I'm struggling with the following exercise.
We consider an integer programming problem:
$$\min \;\; \mathbf{c} \cdot \mathbf{x}\\
\text{s.t. } A\mathbf{x} \geq \mathbf{b} \\
\mathbf{x} \geq \mathbf{0} \\
\mathbf{x} \in \mathbb{Z}^n$$
where the entries of $A, \mathbf{b}, \mathbf{c}$ are integers. We assume that its linear programming relaxation has optimal cost equal to $-\infty$ and that the integer linear program is feasible. I need to show that the optimal cost of the integer programming problem is $-\infty$.
Intuitively that seems quite clear to me, but I'm not able to prove it.
Also, will the statement still hold if the entries of $A, \mathbf{b}$ and $\mathbf{c}$ are allowed to be non-integer? (I guess there could be some problem with irrational numbers)
Best Answer
First of all, if the coefficients are not integer, then not necessarily. Consider
$$ \min x \quad\text{ subject to }\quad x+\sqrt{2}y=0 $$
With $(x,y)\in\mathbb{R}^2$, obviously the minimum is $-\infty$. However, with $(x,y)\in\mathbb{Z}^2$, the only solution is $x=y=0$ so the minimum is $0$.
If $A$, $b$, and $c$ are integer, and $A$ is totally unimodular, then the relaxation is equivalent to the integer program so the answer is yes: unboundedness in the relaxation implies unboundedness of the integer program.
If not, then things get much more complicated. First, feasibility of the integer program seems quite important. For example, consider
$$\min x\quad\text{ subject to }3x+3y=2$$
In $\mathbb{R}^2$ clearly the solution is $-\infty$, however this has no integer solutions as there's no way to create 2 from a multiple of 3, so this system is infeasible in $\mathbb{Z}^2$. This example shows that the assumption of feasibility of the integer program is not implied by feasibility of the relaxed program.

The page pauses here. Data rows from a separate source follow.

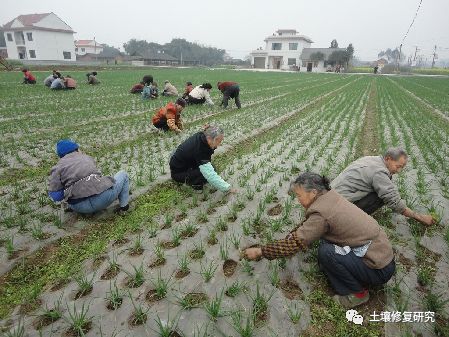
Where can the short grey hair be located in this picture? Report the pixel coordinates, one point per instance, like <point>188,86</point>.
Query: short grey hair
<point>395,153</point>
<point>213,131</point>
<point>312,181</point>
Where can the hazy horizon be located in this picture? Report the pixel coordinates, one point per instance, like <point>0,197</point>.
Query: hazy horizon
<point>239,27</point>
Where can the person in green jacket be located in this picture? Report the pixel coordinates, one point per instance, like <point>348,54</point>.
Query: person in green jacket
<point>191,162</point>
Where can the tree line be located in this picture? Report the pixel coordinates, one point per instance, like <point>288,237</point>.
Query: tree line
<point>178,48</point>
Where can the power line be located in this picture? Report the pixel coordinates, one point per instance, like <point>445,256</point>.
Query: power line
<point>413,21</point>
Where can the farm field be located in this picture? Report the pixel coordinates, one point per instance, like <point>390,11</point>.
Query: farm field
<point>171,266</point>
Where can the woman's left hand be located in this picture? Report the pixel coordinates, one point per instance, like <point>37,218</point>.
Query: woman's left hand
<point>252,253</point>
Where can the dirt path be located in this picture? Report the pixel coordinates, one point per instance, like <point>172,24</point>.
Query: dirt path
<point>427,105</point>
<point>369,142</point>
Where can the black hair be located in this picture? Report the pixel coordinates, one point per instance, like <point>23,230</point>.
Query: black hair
<point>147,79</point>
<point>206,86</point>
<point>312,181</point>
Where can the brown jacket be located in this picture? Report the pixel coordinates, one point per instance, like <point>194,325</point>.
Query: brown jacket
<point>331,217</point>
<point>169,114</point>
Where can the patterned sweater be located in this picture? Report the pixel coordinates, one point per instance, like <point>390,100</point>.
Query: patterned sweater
<point>333,218</point>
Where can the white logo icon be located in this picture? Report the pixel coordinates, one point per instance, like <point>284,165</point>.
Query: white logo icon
<point>353,316</point>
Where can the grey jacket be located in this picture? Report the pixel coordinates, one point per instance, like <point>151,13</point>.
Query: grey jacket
<point>366,175</point>
<point>78,175</point>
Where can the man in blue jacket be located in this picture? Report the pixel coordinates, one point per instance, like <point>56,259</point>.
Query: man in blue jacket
<point>77,180</point>
<point>191,162</point>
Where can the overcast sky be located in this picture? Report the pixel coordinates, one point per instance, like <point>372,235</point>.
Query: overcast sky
<point>240,26</point>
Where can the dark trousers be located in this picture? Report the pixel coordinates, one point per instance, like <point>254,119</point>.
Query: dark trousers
<point>231,92</point>
<point>370,203</point>
<point>162,124</point>
<point>192,177</point>
<point>192,100</point>
<point>348,273</point>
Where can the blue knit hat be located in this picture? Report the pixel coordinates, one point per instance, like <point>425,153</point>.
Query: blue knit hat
<point>66,146</point>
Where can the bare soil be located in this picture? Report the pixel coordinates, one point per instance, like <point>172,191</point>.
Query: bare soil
<point>229,267</point>
<point>275,210</point>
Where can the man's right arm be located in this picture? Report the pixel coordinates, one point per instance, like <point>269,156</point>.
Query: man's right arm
<point>387,191</point>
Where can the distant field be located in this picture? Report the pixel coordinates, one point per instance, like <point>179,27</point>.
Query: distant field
<point>174,258</point>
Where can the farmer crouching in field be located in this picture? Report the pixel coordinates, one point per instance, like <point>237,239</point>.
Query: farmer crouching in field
<point>58,83</point>
<point>92,78</point>
<point>367,183</point>
<point>69,83</point>
<point>137,88</point>
<point>150,91</point>
<point>28,77</point>
<point>76,179</point>
<point>229,90</point>
<point>49,80</point>
<point>354,251</point>
<point>187,90</point>
<point>191,162</point>
<point>169,90</point>
<point>169,117</point>
<point>201,94</point>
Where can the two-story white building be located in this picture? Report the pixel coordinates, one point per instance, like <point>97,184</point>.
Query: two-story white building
<point>39,37</point>
<point>282,50</point>
<point>83,47</point>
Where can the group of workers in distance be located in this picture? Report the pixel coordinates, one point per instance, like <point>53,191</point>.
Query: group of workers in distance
<point>354,250</point>
<point>169,117</point>
<point>56,81</point>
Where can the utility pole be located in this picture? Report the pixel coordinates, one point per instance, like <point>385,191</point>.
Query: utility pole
<point>434,55</point>
<point>416,50</point>
<point>95,49</point>
<point>398,59</point>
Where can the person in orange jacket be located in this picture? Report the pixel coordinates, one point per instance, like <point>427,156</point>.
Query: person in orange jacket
<point>28,77</point>
<point>169,117</point>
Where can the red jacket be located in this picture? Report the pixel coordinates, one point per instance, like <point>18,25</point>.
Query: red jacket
<point>224,85</point>
<point>170,114</point>
<point>29,76</point>
<point>137,88</point>
<point>69,82</point>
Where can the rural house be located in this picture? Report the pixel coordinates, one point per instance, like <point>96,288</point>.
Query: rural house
<point>83,47</point>
<point>282,51</point>
<point>288,50</point>
<point>39,37</point>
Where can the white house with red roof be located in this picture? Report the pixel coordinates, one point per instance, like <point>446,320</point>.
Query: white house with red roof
<point>83,47</point>
<point>39,37</point>
<point>282,50</point>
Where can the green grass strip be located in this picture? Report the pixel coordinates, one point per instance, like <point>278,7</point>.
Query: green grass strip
<point>64,258</point>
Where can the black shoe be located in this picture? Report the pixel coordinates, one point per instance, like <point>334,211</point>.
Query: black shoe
<point>121,210</point>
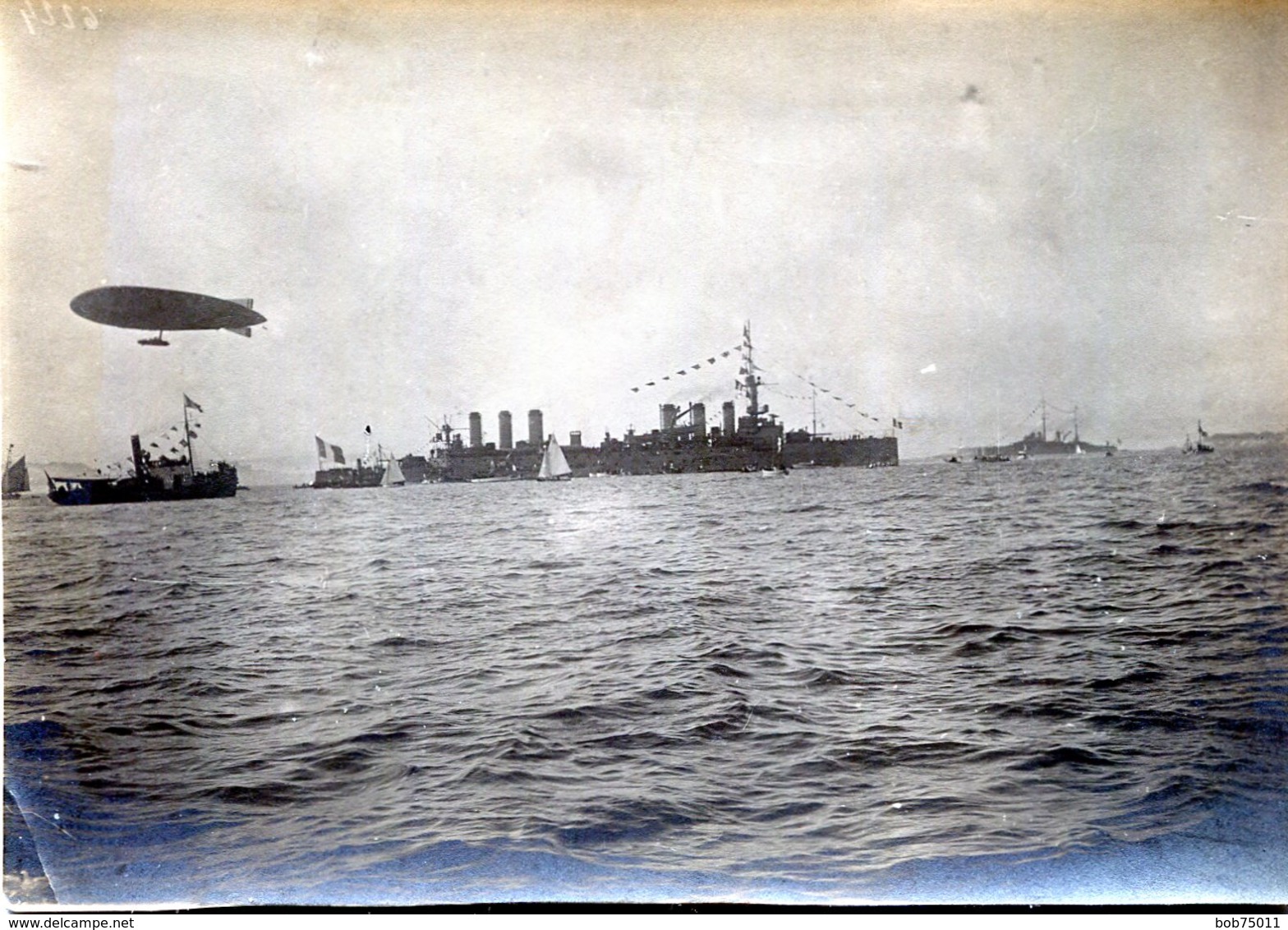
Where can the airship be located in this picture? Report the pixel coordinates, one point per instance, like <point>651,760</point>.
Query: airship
<point>154,308</point>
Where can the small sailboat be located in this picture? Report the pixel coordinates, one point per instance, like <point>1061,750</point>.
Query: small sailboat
<point>16,480</point>
<point>393,477</point>
<point>554,465</point>
<point>1192,449</point>
<point>1202,446</point>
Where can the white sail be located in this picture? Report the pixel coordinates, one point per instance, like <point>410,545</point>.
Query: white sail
<point>553,464</point>
<point>16,480</point>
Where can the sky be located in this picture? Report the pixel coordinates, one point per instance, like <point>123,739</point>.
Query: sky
<point>939,213</point>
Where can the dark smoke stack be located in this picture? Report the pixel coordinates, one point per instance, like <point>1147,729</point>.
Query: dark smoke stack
<point>536,435</point>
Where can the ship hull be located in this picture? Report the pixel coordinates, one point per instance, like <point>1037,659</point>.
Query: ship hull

So, let us suppose there is some integer solution $x$, as in the question. Since the relaxed program is unbounded, and since all coefficients $A$ and $b$ are integer, there is a direction $$\delta\in\mathbb{Q}^n$$ of unboundedness described by rational coefficients, because such direction can be constructed from the final simplex table that shows the unboundedness, and this table will only contain rational values. More specifically, for every $\lambda\in\mathbb{R}_{\ge 0}$, we have that $$A(x+\lambda\delta)\ge b$$ Because we assumed that the relaxed program has solution $-\infty$, we also know that $c^T\delta<0$, since the objective function must go to $-\infty$ as $\lambda$ goes to $+\infty$ . However, because $\delta$ contains only rational values, the set $$\{x+\lambda\delta\colon\lambda\in\mathbb{R}_{\ge 0}\}$$ must contain infinitely many integer points, for instance those of the form $$\{x+n\lambda^*\delta\colon n\in\mathbb{N}\}$$ where $\lambda^*$ is the smallest integer such that $\lambda^*\delta\in\mathbb{Z}^n$. Such $\lambda^*$ exists because $\delta$ has only rational values.
Note that I did not use the the fact that $c$ is integer: apparently that condition can be relaxed.